Open-VM-Tools not operating correctly on VMs with >16 NICs
-
I've been having some trouble setting up VMware Tools or Open-VM-Tools on a pfSense 2.0.1 virtual machine. Turns out there is a bug that is present both in the current official VMware Tools as well as in the Open-VM-Tools package as supplied by pfSense. (I have tried version 8.7.0.3046 (build-313025) of the Open-VM-Tools package.)
I have opened a support ticket with VMware regarding this issue. I am including the text of the support case here which contains my analysis of the problem, as performed against Open-VM-Tools. Note that the error message listed in the support case is referencing a line number in the official VMware Tools source tree, of which I do not have a copy. The corresponding line number in Open-VM-Tools is guestInfoPosix.c:291.
ProductVMware vSphere ESXi 5.x
Product version 5
Severity 3 - Medium
Support level Production Support Agreement
Issue categoryFault/Crash
Issue description
VMware Tools Falls over with this error message after about a minute of operation:[ error] [vmsvc] MEM_ALLOC /build/mts/release/bora-65272/bora-vmsoft/services/plugins/guestInfo/getlib/getInfoPosix.c:279
I initially tried to run Open-VM-Tools rather than VMware Tools, and I got the exact same error (albeit with a different line number, but in the same file) with that toolkit. Since they are based on the same codebase, I figured I'd investigate the source code of Open-VM-Tools. It is safe to assume that the root cause is the same in both the official VMWare Tools (that I am requesting support with) as well as Open-VM-Tools (that is not supported). My analysis however has been done with the Open-VM-Tools source code (from version 2010.10.18-313025, which is the build I was trying with previously.)
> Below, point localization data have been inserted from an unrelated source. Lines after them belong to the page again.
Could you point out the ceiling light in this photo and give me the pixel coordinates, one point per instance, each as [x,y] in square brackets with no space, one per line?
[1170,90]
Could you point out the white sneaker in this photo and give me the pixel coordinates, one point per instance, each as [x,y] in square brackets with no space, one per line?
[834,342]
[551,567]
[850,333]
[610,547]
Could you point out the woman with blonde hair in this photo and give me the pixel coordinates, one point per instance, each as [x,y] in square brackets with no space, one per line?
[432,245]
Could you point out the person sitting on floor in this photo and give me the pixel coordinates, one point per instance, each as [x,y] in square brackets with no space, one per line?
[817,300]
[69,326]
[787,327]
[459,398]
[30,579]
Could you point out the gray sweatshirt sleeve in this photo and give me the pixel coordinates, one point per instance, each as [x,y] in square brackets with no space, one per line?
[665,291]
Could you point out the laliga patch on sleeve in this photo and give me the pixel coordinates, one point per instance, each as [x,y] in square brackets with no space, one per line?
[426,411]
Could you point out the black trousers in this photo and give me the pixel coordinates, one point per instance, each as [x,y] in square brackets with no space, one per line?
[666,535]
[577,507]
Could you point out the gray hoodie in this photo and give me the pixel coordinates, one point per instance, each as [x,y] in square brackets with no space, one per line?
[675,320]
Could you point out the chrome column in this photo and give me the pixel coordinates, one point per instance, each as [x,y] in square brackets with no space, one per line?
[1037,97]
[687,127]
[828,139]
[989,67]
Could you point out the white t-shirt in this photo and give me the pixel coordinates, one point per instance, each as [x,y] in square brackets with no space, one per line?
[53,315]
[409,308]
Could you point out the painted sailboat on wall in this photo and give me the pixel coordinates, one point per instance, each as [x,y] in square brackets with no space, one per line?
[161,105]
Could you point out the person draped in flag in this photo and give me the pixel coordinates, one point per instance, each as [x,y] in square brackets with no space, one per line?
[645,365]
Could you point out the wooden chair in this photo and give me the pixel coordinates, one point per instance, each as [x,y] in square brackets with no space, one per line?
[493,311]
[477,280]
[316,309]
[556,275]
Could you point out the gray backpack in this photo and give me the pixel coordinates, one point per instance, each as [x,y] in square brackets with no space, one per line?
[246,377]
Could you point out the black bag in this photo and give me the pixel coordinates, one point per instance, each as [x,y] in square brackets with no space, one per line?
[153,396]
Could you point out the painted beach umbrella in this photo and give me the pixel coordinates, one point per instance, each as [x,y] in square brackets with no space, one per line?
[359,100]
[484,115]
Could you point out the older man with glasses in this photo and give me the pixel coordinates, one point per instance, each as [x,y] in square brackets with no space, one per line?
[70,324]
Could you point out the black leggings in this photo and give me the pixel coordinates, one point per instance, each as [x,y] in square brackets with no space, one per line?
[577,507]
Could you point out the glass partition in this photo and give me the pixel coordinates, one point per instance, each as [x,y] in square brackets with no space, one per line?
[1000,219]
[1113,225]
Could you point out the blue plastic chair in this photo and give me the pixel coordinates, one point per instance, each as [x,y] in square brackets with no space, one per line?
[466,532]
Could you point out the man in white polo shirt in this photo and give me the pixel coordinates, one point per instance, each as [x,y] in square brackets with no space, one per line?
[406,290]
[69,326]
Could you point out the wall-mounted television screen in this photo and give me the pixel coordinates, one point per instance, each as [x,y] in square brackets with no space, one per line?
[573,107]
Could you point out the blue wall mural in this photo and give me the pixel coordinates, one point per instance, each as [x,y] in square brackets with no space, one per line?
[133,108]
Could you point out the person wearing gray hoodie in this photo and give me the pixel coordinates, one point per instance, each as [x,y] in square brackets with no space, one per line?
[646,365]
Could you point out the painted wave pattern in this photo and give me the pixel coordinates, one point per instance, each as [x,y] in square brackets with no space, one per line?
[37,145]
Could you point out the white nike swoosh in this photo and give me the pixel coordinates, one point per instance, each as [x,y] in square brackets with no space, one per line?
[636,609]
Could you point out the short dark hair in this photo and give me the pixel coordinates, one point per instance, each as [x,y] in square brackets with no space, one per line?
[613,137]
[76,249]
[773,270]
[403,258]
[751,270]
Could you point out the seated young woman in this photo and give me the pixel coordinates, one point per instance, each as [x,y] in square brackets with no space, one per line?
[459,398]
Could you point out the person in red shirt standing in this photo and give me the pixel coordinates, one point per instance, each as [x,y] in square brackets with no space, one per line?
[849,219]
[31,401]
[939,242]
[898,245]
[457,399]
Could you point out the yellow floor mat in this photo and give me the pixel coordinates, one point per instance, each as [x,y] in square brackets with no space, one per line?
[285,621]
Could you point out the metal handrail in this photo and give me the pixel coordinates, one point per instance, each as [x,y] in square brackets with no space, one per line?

The error happens inside the function ReadInterfaceDetails. The tools fall over on the ASSERT_MEM_ALLOC following a GuestInfoAddNicEntry call - so that the assertion will fail if GuestInfoAddNicEntry returns NULL.
Thus I investigated how GuestInfoAddNicEntry works. It would seem that the GuestInfoAddNicEntry returns NULL if there are more than NICINFO_MAX_NICS (seems to be 16 in the default build configuration). We're surpassing this limit because in our case the machine is a router/firewall with several VLANs configured and several OpenVPN tunnels, each bringing up a new network interface.
I will attach the source files from the version of Open-VM-Tools I have been investigating as attachments to the case, since the case manager won't allow me to paste them in-line.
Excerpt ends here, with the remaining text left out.